A great deal of information has recently been released concerning the federal home loan modification program, and specifically related to permanent home loan modifications, there is good news for homeowners as an increase was seen according to reports released here in the early part of June, which tracks data through April 2011. However, there are also some indications that aspects of the Treasury Department reports have led to servicer’s facing low ratings and, in some cases, funding may be denied to major financial institutions as a result of their failure to comply with certain HAMP standards.
While we hope to bring more information on not only the modification program and changes mentioned in these reports in the coming days and weeks, we want the focus today on the increase in the number of permanent home loan modifications that have been seen, as this is ultimately the goal that homeowners are striving toward in their foreclosure prevention efforts. The issue of these major financial institutions who may have their fees withheld has obviously been a hot topic since yesterday, but there are some indications that if changes are made, this potential denial of funds could be reversed and these banks will be given the incentives that have traditionally gone to financial institutions that make these modifications.
Yet, the reason that these new performance reviews and modifications are what homeowners are focusing on at the present time is because this could lead to more beneficial results in the program overall, if mortgage servicers are being held to an even higher standard. While the most recent report, which tracks data through April, stated that there were 608,615 active permanent home loan modifications as of this latest report, which was an increase from the previous month which only had 586,916 active permanent modifications reported, there are hopes that homeowners who have had a frustrating trial or have had problems when dealing with their mortgage servicer will begin to be corrected thanks to more information being made available about individual banks.

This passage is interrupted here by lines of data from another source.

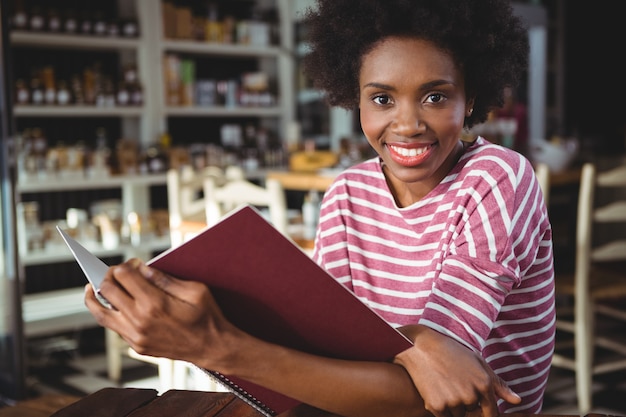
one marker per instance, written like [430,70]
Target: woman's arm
[451,378]
[162,316]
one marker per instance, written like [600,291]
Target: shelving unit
[62,309]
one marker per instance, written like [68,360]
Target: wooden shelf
[45,39]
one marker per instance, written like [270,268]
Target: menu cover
[267,286]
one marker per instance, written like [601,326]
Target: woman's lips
[410,155]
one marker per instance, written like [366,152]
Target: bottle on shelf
[49,85]
[20,19]
[63,96]
[54,23]
[37,20]
[99,164]
[36,90]
[70,25]
[22,93]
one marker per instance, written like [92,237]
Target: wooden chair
[185,199]
[187,216]
[597,290]
[235,192]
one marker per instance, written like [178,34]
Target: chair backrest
[185,197]
[610,213]
[591,214]
[238,191]
[542,171]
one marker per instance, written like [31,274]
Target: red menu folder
[267,286]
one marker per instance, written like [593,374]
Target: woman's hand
[451,379]
[162,316]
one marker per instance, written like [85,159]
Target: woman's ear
[469,107]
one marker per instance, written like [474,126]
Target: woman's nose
[407,121]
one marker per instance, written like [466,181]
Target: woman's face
[412,106]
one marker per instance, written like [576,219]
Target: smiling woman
[446,241]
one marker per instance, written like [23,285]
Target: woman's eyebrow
[426,86]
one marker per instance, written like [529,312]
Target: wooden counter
[302,180]
[143,402]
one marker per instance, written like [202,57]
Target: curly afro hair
[486,40]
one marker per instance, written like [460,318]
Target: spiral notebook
[267,286]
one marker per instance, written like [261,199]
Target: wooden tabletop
[303,180]
[144,402]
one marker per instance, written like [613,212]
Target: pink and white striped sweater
[472,259]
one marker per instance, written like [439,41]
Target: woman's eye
[435,98]
[381,100]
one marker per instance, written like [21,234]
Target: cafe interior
[134,158]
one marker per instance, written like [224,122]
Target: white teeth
[408,152]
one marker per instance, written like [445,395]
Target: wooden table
[303,180]
[143,402]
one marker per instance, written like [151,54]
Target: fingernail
[146,270]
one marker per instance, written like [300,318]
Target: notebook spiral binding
[239,392]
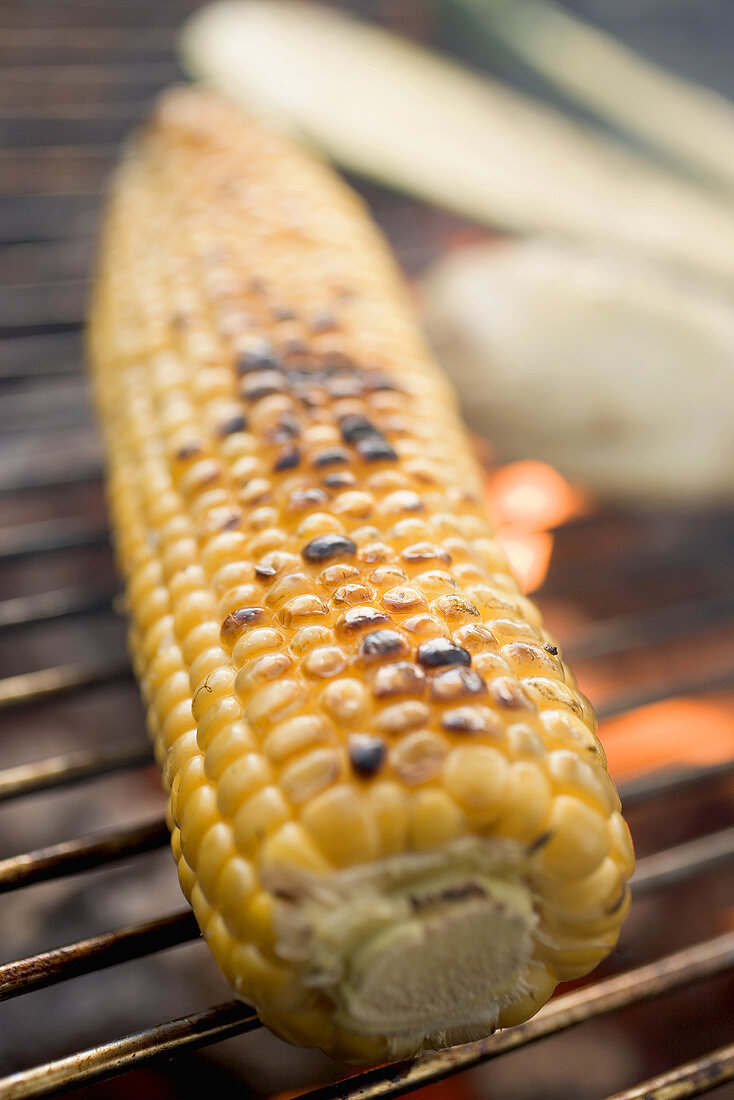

There have already been some banks who have contested this denial of their fees for participating in HAMP as there are some issues which are outside of a bank’s control and, as a result, some of the aspects that go into these performance reviews may have led to a bit of a lower score for certain financial institutions and their particular Making Home Affordable Program efforts. As an example, many homeowners grow frustrated when they are not given a modification that is significantly lower than their mortgage payment, but this may be a situation where certain aspects of the program and guidelines are to blame, but no matter what the source of a homeowner’s problem happens to be, corrections must be made. Again, it’s hoped that even if program deficiencies or servicer error is to blame in a variety of cases, new reviews conducted by the Treasury Department and HAMP will lead to not only a more positive experience for homeowners seeking foreclosure prevention assistance but continued increases in these permanent modifications will be seen as well.